Rhythm's genetic obesity drug hits primary endpoint in phase 3

Phase 3 trials of Rhythm Pharmaceuticals’ setmelanotide in patients with genetic obesity have met their primary endpoints. Rhythm plans to use the data to complete a rolling submission to the FDA around the end of the year, positioning it to bring the drug to market in 2020.

The two clinical trials investigated melanocortin-4 receptor (MC4R) agonist setmelanotide in patients with pro-opiomelanocortin (POMC) or leptin receptor (LEPR) deficiency obesity. The POMC and LEPR trials enrolled 10 and 11 patients, respectively, and assessed the effect of one year of once-daily subcutaneous setmelanotide injections of on their weight and hunger.

Eight of the 10 patients enrolled in the POMC trial experienced a reduction in body weight of 10% or more, resulting in the trial hitting its primary endpoint with a p value of less than 0.0001. Among the participants who hit a weight loss threshold after 12 weeks, the mean reduction in body weight over the course of the trial was 25.4%. Rhythm reported a 27.8% drop in hunger in those participants.

The LEPR trial recorded smaller but still statistically significant changes. Five of the 11 subjects in the LEPR trial experienced a 10% or more reduction in body weight. The average weight loss across the course of the trial was 12.5%.

As a single-arm, open-label trial, the study lacked a comparator to show how patients would have performed without setmelanotide. Rhythm offset that shortcoming by including a four-week placebo withdrawal period. During this period, subjects “almost immediately gained weight,” according to Rhythm, and had on average gained more than 11 pounds by the end of their time on placebo.

“Following re-initiation of therapy, the majority of patients resumed weight loss and hunger response,” Rhythm CMO Murray Stewart said in a statement, adding that 17 of 19 eligible patients enrolled in an extension study to continue treatment with setmelanotide.

On the safety front, Rhythm said setmelanotide was generally well tolerated, with treatment-related adverse events limited to outcomes such as injection site reactions, nausea and darkening of the skin. 

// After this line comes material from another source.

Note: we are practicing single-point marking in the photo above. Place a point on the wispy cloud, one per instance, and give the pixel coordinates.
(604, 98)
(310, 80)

No serious adverse events were linked to setmelanotide but one patient withdrew from the LEPR study due to mild hypereosinophilia, a condition defined by high levels of a white blood cell. The data add to evidence that setmelanotide is free from the cardiovascular events that have affected other MC4R agonists.

Rhythm thinks the data are good enough to land it regulatory approvals on both sides of the Atlantic. The plan is to complete a rolling FDA submission covering POMC and LEPR late this year or early in 2020 and seek a six-month priority review. A European filing covering both indications is also in the works. 

If Rhythm executes that strategy, attention will turn to the question of the market opportunity for the drug. An NIH analysis of the medical literature found around 50 reported cases of POMC deficiency. The prevalence of LEPR deficiency is unknown, leaving scope to doubt whether setmelanotide will be a significant drug commercially even if it makes it to market.